Par ailleurs, convoqués par des représentants de l’Ordre d’Hermès afin de témoigner quant au phénomène du 16 novembre, les PJs ont commencé à mettre le doigt sur les petits secrets de l’Ordre, et ont découvert que quelques quarante ans auparavant, au moment de sceller le Node de la Tour de Londres, ils avaient également accompli un autre Rituel. Celui-ci consistait en l’établissement d’un pacte entre entre l’un des membres de l’Ordre, un jeune Quaesitor du nom de Ciaran Storn, et un Esprit associé à la Terre et à l’Eau répondant au nom de Mélusine. C’est ce pacte qui, dans les faits, a permi à l’Ordre d’accroître la puissance d’un de leurs Nodes mineurs afin de pallier à la perte de la Tour. Hélas, les phénomènes centrés sur la forteresse ont eu pour effet d’agiter les lignes leys qui en partaient, et il est apparu que le Sceau était certainement en train de se briser. Ceci a eu de graves répercussions et sur la terre à laquelle appartient Mélusine, et sur Storn dont le corps ne pouvait soutenir de telles débauches de Quintessence. En conséquence de quoi, si ces troubles ne cessaient pas, le pacte serait brisé, et la colère de l’Esprit se déchaînerait sur la ville — car Mélusine n’est pas qu’un simple rêve: bien au contraire, elle est liée à la toile de force des Nodes londoniens.
L’Ordre Technocratique
La Tour est aux mains de l’Armée, et plus précisément sous la direction du Commandant Carlisle. Carlisle, lui-même un subordonné du Général Arthur Lamarr, est tout comme celui-ci membre de la Fraternité des Mécaniciens (futurs Itération X), et a bien l’intention de trouver tôt ou tard comment reprendre le contrôle du Node. L’intervention opportune (ou pas) de l’Echelle a causé de telles disruptions dans le Canevas qu’il pourrait bien trouver là, à la fois une faille à exploiter, mais aussi une zone d’instabilité si grande qu’elle causerait bien plus de problèmes qu’un simple Node scellé…

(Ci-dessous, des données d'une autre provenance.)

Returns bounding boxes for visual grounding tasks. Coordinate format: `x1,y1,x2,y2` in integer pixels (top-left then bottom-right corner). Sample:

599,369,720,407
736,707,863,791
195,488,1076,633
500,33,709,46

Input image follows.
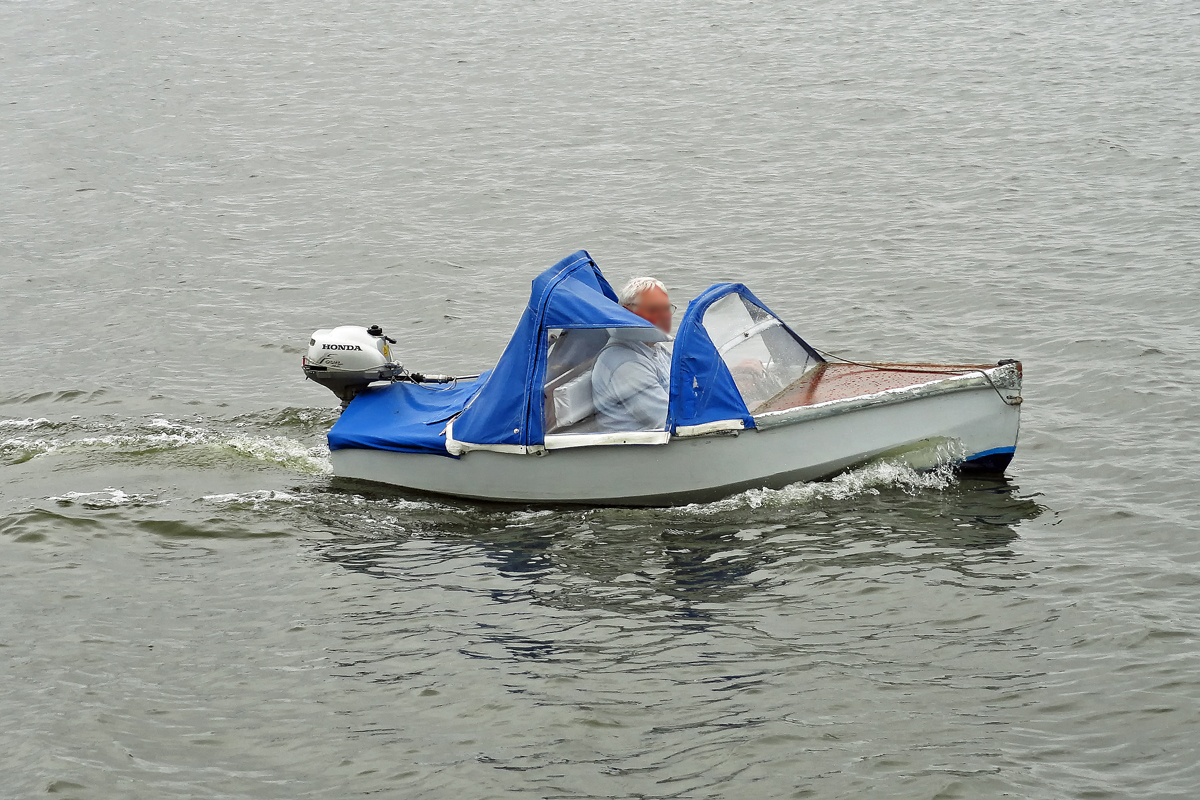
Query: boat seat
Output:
544,357,596,433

Le périmètre tout entier est sous la protection d’une Garde magyque, en partie naturelle, et surtout très particulière: paradoxalement, alors que le Goulet y est très fort — les Mécaniciens ne croient pas vraiment aux choses de l’Umbra — le Linceul, lui, est une véritable passoire (cf. les nombreuses exécutions, et les fantômes liés à la Tour tout au cours de son histoire).